ANAÏS LEREDDE, RESPONSABLE DU CAMPUS SPIE BATIGNOLLES : « UN ACCÉLÉRATEUR DE MONTÉE EN COMPÉTENCES »
Vous êtes la responsable du Campus Spie batignolles, l’organisme de formation du groupe Spie batignolles : dans quelles circonstances en êtes-vous venue à utiliser la plateforme TP Demain ?
Anaïs Leredde : Le Campus Spie batignolles est un GIE intégré au sein de l’entreprise. Nous sommes un organisme de formation certifié Qualiopi, une équipe interne qui en l’espace de cinq années est passée de deux à six personnes. Notre enjeu consiste à accompagner les directions des Ressources Humaines dans leurs actions de formation. Le groupe Spie batignolles est par ailleurs rattaché à plusieurs fédérations professionnelles, notamment à celle des Travaux Publics. C’est dans ce contexte que nous avons eu connaissance de l’existence de la plateforme tpdemain.com et que nous nous sommes rapprochés de Charles Aïvar.
De quelle manière utilisez-vous cette plateforme ?
A. L. : Tpdemain.com nous intéresse à plusieurs titres. D’abord elle centralise des contenus spécialisés et digitalisés que nous pouvons intégrer sur notre propre plateforme interne. C’est un premier niveau, qui nous permet d’aller capter des contenus précis que nous faisons vivre indépendamment ou intégrons à nos propres parcours. Tpdemain.com propose également des parcours complets, que nos collaborateurs peuvent suivre. C’est un second niveau, actuellement en train d’être mis en place. Je vous avoue que nous préférons la première option, qui nous permet de mieux suivre les apprenants et ainsi de mieux les accompagner.
Quelles sont les ressources que vous mobilisez ?

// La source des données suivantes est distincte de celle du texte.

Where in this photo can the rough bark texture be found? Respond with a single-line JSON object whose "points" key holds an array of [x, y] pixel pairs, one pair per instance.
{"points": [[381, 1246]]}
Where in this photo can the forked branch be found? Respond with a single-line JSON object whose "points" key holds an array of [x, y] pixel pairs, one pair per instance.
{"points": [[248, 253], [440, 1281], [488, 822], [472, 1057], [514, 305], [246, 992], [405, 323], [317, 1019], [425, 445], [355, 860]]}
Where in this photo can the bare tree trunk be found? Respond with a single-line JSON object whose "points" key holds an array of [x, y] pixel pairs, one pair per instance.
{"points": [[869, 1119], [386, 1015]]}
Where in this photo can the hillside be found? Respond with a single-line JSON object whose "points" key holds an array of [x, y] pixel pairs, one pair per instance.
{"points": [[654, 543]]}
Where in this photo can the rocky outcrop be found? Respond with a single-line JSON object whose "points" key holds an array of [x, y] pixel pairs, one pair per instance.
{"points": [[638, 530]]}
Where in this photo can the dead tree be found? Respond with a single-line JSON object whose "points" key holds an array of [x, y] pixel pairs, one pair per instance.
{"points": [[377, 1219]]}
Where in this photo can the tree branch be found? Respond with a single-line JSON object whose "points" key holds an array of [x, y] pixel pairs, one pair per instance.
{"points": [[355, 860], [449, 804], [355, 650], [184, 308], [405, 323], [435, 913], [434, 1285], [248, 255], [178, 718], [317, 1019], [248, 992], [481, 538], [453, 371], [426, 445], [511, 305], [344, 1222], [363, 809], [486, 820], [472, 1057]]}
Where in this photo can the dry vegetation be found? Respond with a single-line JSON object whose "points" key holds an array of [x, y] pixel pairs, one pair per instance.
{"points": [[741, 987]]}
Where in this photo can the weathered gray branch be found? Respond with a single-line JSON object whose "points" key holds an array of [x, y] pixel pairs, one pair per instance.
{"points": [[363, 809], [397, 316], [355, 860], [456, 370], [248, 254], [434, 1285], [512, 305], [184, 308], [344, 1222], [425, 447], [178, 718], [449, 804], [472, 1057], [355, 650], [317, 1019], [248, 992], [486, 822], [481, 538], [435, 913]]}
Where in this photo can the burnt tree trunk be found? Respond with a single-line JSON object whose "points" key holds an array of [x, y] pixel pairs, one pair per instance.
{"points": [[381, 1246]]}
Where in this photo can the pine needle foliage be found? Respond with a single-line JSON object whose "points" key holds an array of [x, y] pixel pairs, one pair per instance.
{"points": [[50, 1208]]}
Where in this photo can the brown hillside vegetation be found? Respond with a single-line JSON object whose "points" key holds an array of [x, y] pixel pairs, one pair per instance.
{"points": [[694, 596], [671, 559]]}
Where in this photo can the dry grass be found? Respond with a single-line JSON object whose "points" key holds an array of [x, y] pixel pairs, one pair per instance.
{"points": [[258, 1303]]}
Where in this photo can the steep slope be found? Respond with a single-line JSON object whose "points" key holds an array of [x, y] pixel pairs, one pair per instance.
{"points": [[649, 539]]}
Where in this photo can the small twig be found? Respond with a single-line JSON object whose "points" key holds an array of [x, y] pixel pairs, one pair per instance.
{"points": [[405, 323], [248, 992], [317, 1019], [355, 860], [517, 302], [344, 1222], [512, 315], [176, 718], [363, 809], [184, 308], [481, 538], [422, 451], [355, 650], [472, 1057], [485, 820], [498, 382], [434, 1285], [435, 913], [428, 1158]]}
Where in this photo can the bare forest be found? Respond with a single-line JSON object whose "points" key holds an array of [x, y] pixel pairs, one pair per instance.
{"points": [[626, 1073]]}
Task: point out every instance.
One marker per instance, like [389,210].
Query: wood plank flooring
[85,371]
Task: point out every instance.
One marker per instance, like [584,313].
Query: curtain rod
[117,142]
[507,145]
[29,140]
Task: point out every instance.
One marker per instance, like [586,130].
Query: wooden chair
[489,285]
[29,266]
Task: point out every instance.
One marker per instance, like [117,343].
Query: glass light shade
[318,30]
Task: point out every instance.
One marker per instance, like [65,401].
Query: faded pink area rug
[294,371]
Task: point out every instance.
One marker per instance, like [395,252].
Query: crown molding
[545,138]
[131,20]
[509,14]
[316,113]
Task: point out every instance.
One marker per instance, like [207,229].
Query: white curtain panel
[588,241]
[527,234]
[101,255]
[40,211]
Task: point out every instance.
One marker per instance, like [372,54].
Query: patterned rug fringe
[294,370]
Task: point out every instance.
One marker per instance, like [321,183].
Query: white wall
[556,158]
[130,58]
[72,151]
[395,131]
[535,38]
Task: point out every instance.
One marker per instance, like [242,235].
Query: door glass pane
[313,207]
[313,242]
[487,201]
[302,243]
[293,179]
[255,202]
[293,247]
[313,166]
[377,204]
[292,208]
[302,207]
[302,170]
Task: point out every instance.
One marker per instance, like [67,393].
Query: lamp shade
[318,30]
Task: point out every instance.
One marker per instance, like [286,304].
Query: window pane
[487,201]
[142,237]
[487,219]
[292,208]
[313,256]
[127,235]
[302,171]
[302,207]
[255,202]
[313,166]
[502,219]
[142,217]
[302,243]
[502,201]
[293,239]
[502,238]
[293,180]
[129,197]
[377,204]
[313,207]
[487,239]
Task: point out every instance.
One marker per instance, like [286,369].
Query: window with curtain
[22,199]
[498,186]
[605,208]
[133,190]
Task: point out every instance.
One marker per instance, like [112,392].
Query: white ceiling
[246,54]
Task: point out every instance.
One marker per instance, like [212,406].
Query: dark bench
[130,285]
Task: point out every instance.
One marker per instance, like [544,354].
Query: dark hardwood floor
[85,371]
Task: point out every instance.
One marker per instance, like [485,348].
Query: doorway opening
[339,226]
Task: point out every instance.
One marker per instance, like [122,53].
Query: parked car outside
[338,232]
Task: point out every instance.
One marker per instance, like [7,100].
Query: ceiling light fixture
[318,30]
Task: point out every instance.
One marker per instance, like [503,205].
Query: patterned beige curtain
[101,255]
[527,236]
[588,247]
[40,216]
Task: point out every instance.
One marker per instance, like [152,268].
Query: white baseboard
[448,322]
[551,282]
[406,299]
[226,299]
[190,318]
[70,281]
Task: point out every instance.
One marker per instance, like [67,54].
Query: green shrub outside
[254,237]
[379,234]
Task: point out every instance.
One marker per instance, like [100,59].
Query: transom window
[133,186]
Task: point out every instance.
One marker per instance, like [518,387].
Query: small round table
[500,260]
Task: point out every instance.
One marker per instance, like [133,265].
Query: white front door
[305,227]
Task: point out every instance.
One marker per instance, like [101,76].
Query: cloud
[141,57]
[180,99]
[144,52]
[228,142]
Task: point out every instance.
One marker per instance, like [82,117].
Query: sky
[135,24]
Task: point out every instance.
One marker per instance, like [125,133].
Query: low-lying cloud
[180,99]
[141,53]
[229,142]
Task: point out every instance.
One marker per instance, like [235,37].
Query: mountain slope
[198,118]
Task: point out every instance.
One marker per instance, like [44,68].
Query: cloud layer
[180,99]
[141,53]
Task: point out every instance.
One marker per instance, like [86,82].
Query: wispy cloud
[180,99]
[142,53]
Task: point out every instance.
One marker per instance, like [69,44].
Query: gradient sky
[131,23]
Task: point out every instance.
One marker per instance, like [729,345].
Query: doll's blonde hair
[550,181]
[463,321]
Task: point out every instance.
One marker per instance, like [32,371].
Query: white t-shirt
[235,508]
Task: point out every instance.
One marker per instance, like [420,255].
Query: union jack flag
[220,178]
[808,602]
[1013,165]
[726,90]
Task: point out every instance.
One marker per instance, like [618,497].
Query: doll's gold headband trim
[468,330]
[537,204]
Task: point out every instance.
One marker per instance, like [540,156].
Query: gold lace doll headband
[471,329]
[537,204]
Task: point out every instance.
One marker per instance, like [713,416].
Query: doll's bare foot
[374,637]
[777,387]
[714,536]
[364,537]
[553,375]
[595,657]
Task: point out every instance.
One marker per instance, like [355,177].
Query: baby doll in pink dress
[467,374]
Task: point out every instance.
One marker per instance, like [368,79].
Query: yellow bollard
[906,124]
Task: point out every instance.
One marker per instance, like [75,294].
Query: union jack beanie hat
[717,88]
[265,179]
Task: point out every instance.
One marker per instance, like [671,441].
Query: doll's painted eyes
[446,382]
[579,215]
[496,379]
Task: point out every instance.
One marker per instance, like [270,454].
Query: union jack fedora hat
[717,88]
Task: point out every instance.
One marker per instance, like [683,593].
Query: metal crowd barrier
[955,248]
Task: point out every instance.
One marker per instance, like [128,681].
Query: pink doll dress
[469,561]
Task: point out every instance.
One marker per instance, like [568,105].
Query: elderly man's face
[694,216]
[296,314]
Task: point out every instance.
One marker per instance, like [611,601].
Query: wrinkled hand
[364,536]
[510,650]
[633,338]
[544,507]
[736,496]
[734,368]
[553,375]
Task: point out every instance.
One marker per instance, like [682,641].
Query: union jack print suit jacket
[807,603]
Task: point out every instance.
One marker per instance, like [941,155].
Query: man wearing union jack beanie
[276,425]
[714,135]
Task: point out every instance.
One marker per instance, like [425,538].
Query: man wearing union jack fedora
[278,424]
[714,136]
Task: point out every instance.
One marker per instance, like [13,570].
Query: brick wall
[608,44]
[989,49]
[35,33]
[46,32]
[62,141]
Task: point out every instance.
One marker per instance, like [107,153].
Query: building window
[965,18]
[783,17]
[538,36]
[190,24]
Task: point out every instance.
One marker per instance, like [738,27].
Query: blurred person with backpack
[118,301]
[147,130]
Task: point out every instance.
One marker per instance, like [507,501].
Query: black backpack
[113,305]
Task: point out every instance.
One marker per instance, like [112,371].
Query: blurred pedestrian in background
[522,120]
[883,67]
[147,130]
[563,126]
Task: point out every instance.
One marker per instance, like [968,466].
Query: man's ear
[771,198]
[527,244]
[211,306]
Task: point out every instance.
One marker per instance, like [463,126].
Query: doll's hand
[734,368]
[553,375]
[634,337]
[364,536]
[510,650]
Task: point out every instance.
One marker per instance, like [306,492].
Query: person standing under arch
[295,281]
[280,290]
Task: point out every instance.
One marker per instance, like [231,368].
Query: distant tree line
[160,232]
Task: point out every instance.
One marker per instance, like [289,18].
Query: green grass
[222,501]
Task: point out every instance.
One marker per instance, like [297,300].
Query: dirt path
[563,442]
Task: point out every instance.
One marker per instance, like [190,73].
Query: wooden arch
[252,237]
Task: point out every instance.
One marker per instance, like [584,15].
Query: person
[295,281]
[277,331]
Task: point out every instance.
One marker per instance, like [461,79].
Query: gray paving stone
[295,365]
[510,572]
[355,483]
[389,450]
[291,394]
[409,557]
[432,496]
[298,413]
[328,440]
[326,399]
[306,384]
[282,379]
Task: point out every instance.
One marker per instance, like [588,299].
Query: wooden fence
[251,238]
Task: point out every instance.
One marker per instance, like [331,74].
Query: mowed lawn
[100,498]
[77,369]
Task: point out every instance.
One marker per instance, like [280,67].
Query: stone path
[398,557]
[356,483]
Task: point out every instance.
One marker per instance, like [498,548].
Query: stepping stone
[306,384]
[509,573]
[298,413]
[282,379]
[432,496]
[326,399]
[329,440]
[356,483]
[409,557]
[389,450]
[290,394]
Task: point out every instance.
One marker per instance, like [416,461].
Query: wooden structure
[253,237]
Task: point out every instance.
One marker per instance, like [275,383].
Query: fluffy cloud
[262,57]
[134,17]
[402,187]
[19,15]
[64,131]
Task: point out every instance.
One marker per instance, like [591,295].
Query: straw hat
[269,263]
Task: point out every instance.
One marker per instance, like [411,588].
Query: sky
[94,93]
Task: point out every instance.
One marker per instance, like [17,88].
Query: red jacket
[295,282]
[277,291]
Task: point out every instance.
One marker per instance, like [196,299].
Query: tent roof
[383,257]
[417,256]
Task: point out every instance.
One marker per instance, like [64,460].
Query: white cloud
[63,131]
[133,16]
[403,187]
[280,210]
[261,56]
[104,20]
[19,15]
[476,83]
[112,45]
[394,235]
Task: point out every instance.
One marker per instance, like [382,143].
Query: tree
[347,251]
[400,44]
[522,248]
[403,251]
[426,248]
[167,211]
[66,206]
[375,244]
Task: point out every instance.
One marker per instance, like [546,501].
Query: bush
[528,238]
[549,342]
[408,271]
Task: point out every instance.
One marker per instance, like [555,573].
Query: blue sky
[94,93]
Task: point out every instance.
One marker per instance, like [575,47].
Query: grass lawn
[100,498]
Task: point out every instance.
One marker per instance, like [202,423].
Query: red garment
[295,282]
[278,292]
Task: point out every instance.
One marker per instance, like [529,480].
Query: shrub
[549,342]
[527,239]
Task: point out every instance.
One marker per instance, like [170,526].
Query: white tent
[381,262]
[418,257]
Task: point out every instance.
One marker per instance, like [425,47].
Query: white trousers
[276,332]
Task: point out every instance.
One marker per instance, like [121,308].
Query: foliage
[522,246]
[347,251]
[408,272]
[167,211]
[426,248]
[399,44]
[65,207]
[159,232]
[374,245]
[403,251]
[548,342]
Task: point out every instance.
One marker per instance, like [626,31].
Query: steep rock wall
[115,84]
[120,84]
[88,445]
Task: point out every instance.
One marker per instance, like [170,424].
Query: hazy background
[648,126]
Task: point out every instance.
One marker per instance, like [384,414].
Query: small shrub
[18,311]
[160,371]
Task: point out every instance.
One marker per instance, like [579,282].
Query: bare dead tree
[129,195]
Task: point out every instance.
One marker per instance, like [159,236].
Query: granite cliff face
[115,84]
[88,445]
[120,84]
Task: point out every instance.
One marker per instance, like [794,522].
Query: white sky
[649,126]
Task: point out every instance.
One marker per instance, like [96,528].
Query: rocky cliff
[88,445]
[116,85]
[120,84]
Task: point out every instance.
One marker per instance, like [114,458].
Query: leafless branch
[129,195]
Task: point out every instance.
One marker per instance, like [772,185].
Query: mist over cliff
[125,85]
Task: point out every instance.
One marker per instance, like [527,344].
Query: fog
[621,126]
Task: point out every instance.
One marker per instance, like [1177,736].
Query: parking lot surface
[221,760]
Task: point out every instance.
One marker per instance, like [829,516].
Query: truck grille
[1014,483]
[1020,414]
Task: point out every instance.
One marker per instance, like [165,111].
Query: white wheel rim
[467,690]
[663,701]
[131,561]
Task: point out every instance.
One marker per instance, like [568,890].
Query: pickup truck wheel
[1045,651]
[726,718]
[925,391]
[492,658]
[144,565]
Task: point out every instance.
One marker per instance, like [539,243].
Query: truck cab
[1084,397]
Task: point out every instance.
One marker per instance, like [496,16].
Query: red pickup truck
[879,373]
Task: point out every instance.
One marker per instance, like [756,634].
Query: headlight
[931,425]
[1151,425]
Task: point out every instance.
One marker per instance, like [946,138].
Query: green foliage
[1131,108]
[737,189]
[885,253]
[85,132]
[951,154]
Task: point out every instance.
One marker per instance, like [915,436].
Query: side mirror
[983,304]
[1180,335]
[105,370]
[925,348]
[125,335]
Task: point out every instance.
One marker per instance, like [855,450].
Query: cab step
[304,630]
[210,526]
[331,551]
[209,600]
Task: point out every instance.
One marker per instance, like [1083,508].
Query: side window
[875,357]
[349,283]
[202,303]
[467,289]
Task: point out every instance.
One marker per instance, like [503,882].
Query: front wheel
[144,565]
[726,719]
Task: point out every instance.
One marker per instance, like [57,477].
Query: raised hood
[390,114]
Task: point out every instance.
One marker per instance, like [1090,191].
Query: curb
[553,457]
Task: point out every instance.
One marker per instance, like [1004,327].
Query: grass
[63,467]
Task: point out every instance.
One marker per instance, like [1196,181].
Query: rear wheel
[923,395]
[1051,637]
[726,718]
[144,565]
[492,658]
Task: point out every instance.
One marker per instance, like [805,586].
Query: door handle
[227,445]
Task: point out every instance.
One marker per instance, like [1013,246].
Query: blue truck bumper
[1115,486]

A. L. : Il y en a plusieurs. Nous sommes intéressés par le volet topographie par exemple, par des sujets liés à la voirie, aux différents types de bordures, à la résistance des matériaux… Nous aimerions bien créer un parcours sur ce dernier sujet, à partir des ressources écrites que propose tpdemain.com. Nous avons désormais, au sein du Campus Spie batignolles, des concepteurs digitaux qui peuvent manier le format SCORM, ce qui nous permettrait de créer des capsules ou du micro-learning. Nous sommes par ailleurs en train de travailler en partenariat avec tp.demain sur une formation relative à la mise en œuvre du béton dans les ouvrages de génie civil. Pour cela nous mobilisons chez nous des opérationnels, et nous avons d’ores et déjà réalisé des ateliers de travail pour déterminer les thématiques, que ce soit en présentiel ou en e-learning. Nous allons mixer cela avec du contenu vidéo, étant entendu que tpdemain.com a une forte expertise sur la partie de la production vidéo. De notre côté, nous avons des chantiers à filmer, des experts à interroger… Nous avons ici un intérêt mutuel à co-construire. Ce travail de co-construction est essentiel, d’autant que nos budgets ne sont pas extensibles. Pour une entreprise telle que la nôtre, tp.demain est en quelque sorte un accélérateur de contenus et de montée en compétences.